The key things I did during this time were: lots of exercise (endorphins, yay!). Lots of yoga. Lots of talking to people I loved. Lots of writing. Lots of music. Lots of healing.


I would say it was about 2 weeks total of feeing worse, before week 3 when I felt 10000 times better. I became that annoying person that kept posting things on her instagram story like “Sunrise yoga!” “Life is beautiful!” “Live laugh love!” lol. And because of this, I remember when I was explaining my sobriety about four months into it, one of my friends said to me “It was so easy for you.”


And what made my angry about that was that it was not "so easy." Just because I carried it well and didn’t show the struggles, doesn’t mean that the struggles weren’t there. I just choose to teach and talk about the positives going alcohol free has brought to my life. Because I don’t really want to linger in the darkness.

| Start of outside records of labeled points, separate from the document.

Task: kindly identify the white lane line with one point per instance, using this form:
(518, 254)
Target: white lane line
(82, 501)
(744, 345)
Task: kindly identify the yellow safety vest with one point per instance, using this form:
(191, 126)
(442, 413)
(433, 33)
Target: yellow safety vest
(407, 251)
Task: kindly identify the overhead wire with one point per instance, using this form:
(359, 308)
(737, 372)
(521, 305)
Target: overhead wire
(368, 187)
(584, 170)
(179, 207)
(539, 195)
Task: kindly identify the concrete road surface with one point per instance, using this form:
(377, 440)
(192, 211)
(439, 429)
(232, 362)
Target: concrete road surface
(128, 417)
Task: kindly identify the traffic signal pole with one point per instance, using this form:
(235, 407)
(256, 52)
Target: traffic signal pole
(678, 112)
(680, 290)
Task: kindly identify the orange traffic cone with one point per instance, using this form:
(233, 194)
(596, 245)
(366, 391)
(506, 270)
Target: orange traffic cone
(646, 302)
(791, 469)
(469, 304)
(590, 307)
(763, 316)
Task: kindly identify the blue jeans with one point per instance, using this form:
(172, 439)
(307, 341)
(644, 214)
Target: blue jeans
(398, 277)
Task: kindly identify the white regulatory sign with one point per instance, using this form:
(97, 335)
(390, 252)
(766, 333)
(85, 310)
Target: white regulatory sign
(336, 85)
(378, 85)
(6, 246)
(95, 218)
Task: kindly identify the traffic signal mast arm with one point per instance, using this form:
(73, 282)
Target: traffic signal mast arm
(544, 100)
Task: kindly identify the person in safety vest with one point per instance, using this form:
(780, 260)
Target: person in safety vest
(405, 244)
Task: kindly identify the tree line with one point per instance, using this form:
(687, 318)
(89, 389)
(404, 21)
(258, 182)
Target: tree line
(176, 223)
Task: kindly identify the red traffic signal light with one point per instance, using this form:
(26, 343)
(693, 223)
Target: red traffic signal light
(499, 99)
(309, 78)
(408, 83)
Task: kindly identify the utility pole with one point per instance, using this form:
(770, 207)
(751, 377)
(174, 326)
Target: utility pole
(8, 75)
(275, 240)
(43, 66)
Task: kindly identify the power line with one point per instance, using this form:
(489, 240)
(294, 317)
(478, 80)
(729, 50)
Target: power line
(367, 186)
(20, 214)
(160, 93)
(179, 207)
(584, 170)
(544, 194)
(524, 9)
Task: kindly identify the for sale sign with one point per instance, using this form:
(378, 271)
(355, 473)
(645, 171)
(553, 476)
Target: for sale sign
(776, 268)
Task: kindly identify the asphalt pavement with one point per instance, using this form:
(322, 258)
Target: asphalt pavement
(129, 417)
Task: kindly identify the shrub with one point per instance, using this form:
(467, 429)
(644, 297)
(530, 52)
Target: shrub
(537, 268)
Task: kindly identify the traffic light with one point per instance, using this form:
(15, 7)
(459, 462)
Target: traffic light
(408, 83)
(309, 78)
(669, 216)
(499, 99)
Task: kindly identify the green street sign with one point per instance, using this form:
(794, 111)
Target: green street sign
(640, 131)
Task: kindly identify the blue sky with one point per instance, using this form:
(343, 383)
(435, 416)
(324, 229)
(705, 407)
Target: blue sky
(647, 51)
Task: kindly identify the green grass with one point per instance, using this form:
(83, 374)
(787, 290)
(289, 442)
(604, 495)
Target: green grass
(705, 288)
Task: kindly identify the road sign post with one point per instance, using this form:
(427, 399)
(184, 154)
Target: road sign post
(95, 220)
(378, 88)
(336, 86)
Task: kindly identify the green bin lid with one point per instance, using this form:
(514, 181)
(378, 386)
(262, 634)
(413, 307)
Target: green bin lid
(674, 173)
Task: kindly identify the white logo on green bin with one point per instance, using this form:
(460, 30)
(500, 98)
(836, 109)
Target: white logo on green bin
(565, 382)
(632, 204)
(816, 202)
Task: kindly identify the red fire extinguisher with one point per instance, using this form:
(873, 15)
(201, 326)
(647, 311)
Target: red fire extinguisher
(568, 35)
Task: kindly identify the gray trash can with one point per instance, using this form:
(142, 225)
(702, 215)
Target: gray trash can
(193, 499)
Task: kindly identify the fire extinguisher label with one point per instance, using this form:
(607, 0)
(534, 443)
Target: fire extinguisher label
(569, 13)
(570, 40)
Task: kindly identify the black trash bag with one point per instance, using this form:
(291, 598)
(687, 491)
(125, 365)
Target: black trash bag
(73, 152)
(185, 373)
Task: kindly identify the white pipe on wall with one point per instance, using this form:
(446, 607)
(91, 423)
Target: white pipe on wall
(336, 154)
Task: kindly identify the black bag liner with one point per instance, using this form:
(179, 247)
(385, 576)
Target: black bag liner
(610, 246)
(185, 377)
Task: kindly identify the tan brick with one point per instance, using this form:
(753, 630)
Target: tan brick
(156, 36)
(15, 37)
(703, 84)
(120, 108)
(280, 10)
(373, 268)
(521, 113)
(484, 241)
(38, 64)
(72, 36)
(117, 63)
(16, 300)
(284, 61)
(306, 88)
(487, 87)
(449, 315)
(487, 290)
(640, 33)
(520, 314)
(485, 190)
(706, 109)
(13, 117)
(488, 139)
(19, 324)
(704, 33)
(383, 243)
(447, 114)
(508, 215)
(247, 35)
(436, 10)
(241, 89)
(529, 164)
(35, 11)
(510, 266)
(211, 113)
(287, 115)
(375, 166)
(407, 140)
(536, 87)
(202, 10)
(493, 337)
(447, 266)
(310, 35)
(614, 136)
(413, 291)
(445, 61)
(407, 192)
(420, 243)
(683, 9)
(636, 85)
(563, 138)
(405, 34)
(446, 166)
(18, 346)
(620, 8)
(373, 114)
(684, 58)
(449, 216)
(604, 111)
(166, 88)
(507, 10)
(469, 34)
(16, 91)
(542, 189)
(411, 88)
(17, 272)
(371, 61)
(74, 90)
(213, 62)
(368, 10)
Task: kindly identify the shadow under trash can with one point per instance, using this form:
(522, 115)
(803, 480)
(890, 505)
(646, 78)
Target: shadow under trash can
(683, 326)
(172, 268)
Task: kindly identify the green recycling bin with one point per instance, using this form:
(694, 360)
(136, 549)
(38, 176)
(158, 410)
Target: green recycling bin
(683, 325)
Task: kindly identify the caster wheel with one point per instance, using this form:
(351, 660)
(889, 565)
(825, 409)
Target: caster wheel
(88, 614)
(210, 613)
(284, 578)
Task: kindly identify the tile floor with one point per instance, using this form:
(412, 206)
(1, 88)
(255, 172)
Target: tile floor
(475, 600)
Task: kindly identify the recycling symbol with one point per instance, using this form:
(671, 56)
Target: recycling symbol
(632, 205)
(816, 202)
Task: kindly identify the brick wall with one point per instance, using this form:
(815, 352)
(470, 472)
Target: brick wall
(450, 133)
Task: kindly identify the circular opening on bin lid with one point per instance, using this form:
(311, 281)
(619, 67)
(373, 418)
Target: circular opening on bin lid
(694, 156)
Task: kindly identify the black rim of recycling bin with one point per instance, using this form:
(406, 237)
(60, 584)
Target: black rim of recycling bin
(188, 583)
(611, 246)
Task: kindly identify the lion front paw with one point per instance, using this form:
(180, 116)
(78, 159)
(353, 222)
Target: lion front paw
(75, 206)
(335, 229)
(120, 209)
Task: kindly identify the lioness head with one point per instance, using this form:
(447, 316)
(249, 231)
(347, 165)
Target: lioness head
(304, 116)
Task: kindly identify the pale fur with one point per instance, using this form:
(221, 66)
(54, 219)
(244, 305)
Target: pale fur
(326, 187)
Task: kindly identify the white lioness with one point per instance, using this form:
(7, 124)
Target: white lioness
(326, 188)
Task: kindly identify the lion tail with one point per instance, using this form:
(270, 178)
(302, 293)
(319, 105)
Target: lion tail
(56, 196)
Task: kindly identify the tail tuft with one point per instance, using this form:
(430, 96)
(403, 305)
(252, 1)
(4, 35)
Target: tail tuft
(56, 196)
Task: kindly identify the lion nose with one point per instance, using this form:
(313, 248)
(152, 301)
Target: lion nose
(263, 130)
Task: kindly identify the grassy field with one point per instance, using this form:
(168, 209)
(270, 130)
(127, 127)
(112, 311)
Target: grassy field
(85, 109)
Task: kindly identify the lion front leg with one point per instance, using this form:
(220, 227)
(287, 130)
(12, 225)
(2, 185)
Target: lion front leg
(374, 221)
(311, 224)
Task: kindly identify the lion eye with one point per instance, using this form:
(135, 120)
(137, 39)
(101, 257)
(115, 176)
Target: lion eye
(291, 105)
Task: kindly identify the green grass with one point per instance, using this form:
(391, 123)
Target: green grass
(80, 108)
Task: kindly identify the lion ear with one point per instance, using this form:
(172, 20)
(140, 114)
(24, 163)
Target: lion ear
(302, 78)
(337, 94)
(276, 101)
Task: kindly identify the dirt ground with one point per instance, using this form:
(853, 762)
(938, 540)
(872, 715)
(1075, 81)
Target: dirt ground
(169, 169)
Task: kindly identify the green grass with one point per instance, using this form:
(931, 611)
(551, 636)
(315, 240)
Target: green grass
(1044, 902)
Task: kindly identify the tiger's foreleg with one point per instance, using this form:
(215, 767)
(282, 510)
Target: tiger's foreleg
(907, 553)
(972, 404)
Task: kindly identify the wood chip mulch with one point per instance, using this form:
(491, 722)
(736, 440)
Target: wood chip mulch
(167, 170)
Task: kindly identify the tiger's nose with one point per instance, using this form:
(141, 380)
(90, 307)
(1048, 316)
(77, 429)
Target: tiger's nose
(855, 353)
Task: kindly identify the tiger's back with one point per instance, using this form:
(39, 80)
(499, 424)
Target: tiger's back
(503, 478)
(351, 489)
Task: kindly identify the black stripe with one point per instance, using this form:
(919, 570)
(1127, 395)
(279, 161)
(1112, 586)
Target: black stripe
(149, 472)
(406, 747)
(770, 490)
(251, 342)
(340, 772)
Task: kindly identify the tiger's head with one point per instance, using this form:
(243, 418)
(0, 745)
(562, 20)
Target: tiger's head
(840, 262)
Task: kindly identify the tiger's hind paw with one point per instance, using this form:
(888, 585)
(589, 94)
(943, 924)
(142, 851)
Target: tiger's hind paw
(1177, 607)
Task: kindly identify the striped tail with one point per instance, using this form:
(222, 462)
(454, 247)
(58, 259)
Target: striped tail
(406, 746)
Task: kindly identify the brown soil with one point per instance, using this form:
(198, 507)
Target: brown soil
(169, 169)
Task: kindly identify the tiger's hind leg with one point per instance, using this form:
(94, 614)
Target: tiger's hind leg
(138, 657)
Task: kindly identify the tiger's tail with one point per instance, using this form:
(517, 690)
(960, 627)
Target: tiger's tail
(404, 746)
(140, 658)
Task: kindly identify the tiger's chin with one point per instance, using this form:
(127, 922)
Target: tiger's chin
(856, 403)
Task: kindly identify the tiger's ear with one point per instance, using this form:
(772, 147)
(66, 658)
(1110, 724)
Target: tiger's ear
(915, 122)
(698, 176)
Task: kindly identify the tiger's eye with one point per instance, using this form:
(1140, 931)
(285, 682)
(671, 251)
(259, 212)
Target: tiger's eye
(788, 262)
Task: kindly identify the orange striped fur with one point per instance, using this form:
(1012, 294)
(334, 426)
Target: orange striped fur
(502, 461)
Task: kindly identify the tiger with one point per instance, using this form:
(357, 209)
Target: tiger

We all have different “Whys” when going alcohol free. There's no right or wrong. What are your reasons why?


I think the most helpful thing you can do when going alcohol free is take time to identify your "Whys". Hold them close. Pull them out whenever you need to. They'll help remind you of why you're doing what you're doing.


And if you are struggling with your mental health, I highly recommend giving alcohol free a try. It helped me immensely. I have several tools in my tool kit for my own mental health these days but one of them is sobriety.


There is a light at the end of the tunnel. It will get better. I promise.